Functional Reach Test

Posted on: February 24, 2019 | By: cichoku | Filed under: Uncategorized

The following study aimed to investigate how a combined strength and endurance training program for 8 weeks, effected functional performance in individuals with spastic Cerebral Palsy. Functional performance was determined by outcome measures such as the 6-minute walk test, 30 second sit-to-stand, 10-m walk, TUGT and the functional reach test. Researchers found that individuals who performed the 8-week combined exercise program improved in nearly all of the tested parameters. Improvements exceeded the post-test results seen in the control group, who simply continued with their Physical therapy. Researchers specifically wanted to target changes in balance, flexibility, walking ability, endurance, and lower limb strength and predicted that all of the above parameters would be positively influenced.

The study was a randomized controlled trial and exclusion criteria included receiving any surgical or chemical treatment for spasticity within 3 months of the study intervention. There was an exercise group and a control group. The exercise group’s functionally based endurance training program was in the style of a group circuit and consisted of leg stationary bicycles and elliptical machines. Ample warm-up and cool-down time were given, as well as, time to self-muscle stretch. The session would last for 70 minutes, and was performed 3 days a week, under a pediatric Physical Therapist’s supervision. Along with functional endurance training, participants also went through a functional strength training regimen. Participants performed a step-up step-down activity and sit-to-stands. Participants also participated in recreational fast walking or running, depending on their ability. Pertaining to functional reach test, researchers used it as a clinical measure of balance, among the participants. The functional reach test was averaged after 4 trials and a 5-second rest interval.

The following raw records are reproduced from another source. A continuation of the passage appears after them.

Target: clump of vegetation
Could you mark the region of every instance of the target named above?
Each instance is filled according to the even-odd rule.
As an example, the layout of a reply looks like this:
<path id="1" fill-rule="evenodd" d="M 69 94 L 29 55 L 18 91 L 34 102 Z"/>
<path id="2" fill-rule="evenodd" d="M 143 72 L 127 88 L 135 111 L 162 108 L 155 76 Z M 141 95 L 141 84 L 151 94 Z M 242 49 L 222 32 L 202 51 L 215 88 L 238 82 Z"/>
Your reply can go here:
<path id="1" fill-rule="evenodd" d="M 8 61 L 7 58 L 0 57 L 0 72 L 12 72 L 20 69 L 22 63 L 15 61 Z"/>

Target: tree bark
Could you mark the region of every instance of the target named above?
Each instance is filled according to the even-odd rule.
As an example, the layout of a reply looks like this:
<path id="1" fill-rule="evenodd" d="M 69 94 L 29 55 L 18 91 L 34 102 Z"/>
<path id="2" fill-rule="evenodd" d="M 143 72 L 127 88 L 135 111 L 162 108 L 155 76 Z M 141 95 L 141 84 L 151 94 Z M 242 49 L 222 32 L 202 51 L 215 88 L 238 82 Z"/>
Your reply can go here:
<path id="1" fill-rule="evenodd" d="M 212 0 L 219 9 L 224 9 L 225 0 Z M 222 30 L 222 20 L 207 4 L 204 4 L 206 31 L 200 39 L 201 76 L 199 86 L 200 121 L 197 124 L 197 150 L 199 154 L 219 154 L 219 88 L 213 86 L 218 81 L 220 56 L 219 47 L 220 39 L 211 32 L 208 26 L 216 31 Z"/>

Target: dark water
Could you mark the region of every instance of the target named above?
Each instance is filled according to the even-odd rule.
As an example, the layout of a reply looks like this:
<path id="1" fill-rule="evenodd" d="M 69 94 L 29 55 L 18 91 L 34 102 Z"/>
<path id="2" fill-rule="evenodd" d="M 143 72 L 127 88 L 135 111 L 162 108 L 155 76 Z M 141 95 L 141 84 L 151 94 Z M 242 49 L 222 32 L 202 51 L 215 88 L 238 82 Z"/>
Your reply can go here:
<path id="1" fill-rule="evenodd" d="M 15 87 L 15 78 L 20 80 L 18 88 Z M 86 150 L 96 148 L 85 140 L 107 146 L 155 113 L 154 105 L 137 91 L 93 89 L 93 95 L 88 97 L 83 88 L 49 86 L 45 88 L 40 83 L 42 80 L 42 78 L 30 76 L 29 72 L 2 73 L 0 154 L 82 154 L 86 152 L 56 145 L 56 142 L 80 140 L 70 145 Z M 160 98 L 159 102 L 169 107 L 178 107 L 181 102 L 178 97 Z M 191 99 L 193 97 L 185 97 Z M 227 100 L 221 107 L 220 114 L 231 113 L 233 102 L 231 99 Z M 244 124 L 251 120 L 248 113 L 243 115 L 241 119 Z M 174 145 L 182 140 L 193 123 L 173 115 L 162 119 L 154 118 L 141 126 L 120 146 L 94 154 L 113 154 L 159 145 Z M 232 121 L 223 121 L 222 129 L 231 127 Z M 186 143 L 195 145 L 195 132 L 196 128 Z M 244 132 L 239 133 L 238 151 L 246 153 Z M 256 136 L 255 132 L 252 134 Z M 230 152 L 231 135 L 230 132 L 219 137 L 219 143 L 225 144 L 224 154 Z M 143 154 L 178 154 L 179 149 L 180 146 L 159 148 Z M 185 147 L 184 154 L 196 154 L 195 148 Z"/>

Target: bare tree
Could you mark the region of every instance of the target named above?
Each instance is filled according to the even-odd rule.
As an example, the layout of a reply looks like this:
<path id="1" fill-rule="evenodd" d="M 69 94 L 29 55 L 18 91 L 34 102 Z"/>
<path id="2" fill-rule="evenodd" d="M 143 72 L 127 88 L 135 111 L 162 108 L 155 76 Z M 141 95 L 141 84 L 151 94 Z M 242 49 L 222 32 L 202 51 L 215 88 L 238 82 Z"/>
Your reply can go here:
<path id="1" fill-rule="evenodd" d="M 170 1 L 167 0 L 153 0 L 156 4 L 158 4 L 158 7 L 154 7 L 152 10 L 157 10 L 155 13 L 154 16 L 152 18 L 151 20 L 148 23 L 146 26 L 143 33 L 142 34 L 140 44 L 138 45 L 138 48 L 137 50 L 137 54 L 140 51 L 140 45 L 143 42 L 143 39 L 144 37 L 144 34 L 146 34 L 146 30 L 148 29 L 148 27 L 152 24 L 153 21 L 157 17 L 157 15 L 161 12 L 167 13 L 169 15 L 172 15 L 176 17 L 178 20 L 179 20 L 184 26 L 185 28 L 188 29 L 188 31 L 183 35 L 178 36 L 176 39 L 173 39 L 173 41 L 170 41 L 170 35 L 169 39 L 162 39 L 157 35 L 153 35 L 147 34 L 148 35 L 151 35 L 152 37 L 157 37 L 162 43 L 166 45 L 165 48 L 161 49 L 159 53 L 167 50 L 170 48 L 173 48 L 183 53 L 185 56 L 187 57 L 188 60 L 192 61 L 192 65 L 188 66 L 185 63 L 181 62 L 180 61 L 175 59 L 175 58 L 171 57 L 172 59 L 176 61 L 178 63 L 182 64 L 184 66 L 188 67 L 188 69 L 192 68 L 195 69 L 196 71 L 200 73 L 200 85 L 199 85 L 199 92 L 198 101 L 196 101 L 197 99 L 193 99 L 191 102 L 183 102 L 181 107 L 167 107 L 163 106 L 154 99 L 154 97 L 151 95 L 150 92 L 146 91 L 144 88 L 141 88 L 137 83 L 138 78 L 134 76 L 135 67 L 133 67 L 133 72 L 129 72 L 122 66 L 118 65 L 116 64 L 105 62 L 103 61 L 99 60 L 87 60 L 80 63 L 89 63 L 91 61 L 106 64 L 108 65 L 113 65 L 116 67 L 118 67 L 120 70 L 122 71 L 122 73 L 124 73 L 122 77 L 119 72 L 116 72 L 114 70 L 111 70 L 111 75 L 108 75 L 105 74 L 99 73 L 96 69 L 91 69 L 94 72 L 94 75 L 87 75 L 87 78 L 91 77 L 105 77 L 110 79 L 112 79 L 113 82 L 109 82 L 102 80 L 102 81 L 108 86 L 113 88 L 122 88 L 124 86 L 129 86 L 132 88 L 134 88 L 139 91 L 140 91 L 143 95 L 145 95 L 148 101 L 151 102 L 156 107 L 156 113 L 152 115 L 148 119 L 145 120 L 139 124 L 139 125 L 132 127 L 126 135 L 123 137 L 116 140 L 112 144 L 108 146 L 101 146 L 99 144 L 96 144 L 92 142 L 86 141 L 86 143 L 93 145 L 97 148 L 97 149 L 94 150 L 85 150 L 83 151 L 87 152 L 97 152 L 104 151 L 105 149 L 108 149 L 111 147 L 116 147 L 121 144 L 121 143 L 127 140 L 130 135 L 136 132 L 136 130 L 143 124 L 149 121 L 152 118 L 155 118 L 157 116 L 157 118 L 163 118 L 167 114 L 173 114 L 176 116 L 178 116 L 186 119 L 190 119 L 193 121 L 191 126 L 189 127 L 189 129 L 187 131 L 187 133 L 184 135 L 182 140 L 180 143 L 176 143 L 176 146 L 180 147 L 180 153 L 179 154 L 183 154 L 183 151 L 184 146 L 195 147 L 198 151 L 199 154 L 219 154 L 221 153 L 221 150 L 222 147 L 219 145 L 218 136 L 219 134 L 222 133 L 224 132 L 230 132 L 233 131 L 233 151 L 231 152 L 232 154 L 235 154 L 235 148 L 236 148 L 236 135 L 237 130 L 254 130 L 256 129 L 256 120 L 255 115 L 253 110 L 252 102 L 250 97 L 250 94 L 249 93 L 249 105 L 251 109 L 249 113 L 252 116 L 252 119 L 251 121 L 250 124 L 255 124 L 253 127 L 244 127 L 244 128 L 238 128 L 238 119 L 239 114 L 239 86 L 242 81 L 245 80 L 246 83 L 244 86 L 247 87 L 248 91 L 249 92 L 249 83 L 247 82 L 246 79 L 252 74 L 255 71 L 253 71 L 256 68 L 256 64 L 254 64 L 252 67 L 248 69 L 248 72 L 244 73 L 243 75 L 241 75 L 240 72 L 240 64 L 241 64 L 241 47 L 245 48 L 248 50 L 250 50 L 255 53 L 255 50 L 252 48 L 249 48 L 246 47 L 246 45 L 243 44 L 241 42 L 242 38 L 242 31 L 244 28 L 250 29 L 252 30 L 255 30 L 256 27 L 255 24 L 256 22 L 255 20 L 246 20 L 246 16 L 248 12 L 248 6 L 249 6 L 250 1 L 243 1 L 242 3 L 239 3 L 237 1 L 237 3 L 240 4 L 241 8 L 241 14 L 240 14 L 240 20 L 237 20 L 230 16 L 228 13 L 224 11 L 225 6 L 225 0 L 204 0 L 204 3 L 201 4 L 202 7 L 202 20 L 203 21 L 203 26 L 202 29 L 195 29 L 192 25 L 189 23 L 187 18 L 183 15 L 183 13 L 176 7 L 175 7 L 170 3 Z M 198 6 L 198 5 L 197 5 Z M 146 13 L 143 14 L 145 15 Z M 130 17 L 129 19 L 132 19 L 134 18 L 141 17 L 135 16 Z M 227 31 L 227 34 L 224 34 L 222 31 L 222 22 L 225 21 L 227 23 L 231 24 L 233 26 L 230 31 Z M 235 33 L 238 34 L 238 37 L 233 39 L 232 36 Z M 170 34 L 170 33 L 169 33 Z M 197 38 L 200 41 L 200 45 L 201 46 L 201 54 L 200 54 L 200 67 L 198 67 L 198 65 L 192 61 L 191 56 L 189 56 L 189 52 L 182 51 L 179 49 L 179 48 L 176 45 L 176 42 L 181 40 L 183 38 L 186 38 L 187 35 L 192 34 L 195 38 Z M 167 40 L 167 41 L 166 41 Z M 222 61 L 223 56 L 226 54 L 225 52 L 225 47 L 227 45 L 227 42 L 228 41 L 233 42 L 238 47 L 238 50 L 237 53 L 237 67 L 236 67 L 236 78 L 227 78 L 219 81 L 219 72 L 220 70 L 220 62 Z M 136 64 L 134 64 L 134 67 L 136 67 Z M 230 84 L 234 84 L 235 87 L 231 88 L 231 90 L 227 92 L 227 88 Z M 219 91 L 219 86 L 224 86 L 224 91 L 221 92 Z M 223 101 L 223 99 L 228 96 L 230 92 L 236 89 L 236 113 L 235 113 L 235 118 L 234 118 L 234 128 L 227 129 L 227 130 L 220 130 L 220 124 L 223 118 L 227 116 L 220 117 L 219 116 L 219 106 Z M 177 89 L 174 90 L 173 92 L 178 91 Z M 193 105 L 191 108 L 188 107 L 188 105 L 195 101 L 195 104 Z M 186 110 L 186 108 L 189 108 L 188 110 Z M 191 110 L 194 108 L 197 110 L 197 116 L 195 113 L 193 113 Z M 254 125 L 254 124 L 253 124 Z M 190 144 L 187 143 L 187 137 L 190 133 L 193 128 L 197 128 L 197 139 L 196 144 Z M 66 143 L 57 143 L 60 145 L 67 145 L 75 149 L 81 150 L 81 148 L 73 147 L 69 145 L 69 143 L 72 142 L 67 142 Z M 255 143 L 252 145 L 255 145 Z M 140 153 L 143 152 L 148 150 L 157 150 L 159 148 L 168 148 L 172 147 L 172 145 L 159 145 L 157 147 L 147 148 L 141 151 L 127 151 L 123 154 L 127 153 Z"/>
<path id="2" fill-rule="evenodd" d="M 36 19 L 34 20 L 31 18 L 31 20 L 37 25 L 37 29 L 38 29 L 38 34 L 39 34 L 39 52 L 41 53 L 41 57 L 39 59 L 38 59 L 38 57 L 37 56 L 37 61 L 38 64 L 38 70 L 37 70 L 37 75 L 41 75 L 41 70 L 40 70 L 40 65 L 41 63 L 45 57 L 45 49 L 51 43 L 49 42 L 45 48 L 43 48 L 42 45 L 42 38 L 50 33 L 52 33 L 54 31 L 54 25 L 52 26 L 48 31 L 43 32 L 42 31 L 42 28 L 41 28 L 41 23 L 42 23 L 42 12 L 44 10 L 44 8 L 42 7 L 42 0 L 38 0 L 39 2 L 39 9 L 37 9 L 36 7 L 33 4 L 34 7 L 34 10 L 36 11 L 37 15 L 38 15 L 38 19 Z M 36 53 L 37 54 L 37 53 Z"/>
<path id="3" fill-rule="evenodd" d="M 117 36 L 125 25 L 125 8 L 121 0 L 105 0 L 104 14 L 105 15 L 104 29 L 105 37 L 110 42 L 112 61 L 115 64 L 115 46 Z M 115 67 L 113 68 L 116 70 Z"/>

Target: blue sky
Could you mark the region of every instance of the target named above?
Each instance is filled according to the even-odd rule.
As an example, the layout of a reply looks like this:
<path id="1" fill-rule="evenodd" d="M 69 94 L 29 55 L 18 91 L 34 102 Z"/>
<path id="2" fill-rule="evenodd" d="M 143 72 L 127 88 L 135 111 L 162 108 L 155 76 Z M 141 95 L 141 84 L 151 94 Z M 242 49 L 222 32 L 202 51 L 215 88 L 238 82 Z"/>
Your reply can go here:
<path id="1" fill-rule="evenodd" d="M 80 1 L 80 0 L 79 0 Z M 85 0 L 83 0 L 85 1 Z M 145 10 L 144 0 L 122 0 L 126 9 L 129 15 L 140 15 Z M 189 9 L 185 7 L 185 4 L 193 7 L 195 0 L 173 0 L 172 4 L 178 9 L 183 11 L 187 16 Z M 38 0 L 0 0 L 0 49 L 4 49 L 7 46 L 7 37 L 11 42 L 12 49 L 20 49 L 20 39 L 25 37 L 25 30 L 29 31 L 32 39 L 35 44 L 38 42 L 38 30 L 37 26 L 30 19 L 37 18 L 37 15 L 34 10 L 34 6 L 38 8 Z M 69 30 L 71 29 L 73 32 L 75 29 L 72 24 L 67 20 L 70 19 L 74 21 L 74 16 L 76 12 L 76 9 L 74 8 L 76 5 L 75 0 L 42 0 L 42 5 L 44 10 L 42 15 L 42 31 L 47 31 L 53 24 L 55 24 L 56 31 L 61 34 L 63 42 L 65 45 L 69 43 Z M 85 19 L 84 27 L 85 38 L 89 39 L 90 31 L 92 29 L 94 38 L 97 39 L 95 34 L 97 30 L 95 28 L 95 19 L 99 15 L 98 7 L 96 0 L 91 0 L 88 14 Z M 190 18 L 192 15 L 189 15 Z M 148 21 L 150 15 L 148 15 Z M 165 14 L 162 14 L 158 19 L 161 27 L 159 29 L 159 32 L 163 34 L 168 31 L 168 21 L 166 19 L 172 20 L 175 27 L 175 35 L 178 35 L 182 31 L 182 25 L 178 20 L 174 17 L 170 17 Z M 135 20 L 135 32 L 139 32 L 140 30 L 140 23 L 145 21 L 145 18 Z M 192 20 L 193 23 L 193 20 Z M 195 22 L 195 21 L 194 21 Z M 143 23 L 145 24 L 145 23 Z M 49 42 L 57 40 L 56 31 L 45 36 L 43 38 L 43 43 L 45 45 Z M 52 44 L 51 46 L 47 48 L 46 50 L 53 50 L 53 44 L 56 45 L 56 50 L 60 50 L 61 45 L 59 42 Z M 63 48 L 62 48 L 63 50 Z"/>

Researchers found that baseline between the exercise and control group were not significantly different. After the 8-week program, the exercise group demonstrated significant improvement in all functional measures, except for the TUGT. It was noted that the exercise program did not include specific balance training, which may explain the lack of significance in post test scores for the TUGT. It was found that participants had difficulty turning around during the test due to limitations in balance and agility, which impacted the timing. The study also did not have a large sample size which in turn effects the power of the study. As a result, the findings of this study should be viewed with healthy skepticism, especially when applying conclusions to the population.

In conclusion, the study further bolstered initial findings that both functional strength and endurance training can induce positive changes in those with CP. These changes do not only occur when these programs are separate but also when combined. Future studies should aim to replicate this study with a larger sample size and lengthen the study. Efforts could also be made to collect more data a few months later, to see if there is any carryover. Overall, this was a detailed study with valuable data, that laid a foundation for future studies in this area.

 

Reference:

Peungsuwan P, Parasin P, Siritaratiwat W, Prasertnu J, Yamauchi J. Effects of Combined Exercise Training on Functional Performance in Children With Cerebral Palsy. Pediatric Physical Therapy. 2017;29(1):39-46. doi:10.1097/pep.0000000000000338.

 

4 responses to “Functional Reach Test”

  1. mcardona2 says:

    It is pretty well known that in most populations we treat in PT would benefit from endurance and strength training, in adjunct with more conventional PT. PTs normally get about 45 minute sessions. Do you think it is a time constraint that inhibits us from being able to implement all these things in our sessions? Or are most PTs implementing these things in patients’ HEPs and then because the lack of adherence or supervision, the goals are not always met. In research studies, patients are more closely monitored and adhering to the protocol therefore more likely to see results?

    • cichoku says:

      That is a great question Monica, I think it’s most likely a little bit of both. We often talk about how it is the PT’s responsibility to find an HEP that can be integrated into a patient’s everyday activities, especially in the case of children, to increase adherence and decrease caregiver burden. With that being said, at certain ages, children’s states of mood/being can be variable and therefore there can be so much variability in the sessions that sometimes 45 minutes may be enough and other times it may not. It is also possible that being around other participants who were doing the same regimen formed this sense of social accountability as well as motivation to stay the course and increase intensity in exercises when needed, leading to these results.

  2. estefan says:

    This article provides good information on treatment modalities for children with cerebral palsy. One further study I would like to see research on is not WHAT exercises to do, but how INTENSE. Strength and endurance training are important for kids with CP, but how hard should we push them? PTs work with these kids year round for their entire childhood. If they are coming to PT 2-3 times a week and we push them really hard at the beginning of the week, are they going to be too tired the next session to even do anything? Realizing all children with CP are different, we may have to adjust our plan, but it is important to keep in mind how long and how often we see these kids!

    • cichoku says:

      Very good point, as we’ve learned in many of our classes, intensity matters, so that would absolutely be valuable information. A quick search for clinical practice guidelines revealed to me that there is not much information available, and that what is available is not very current. I feel as if that would be helpful to have handy in the school PT setting.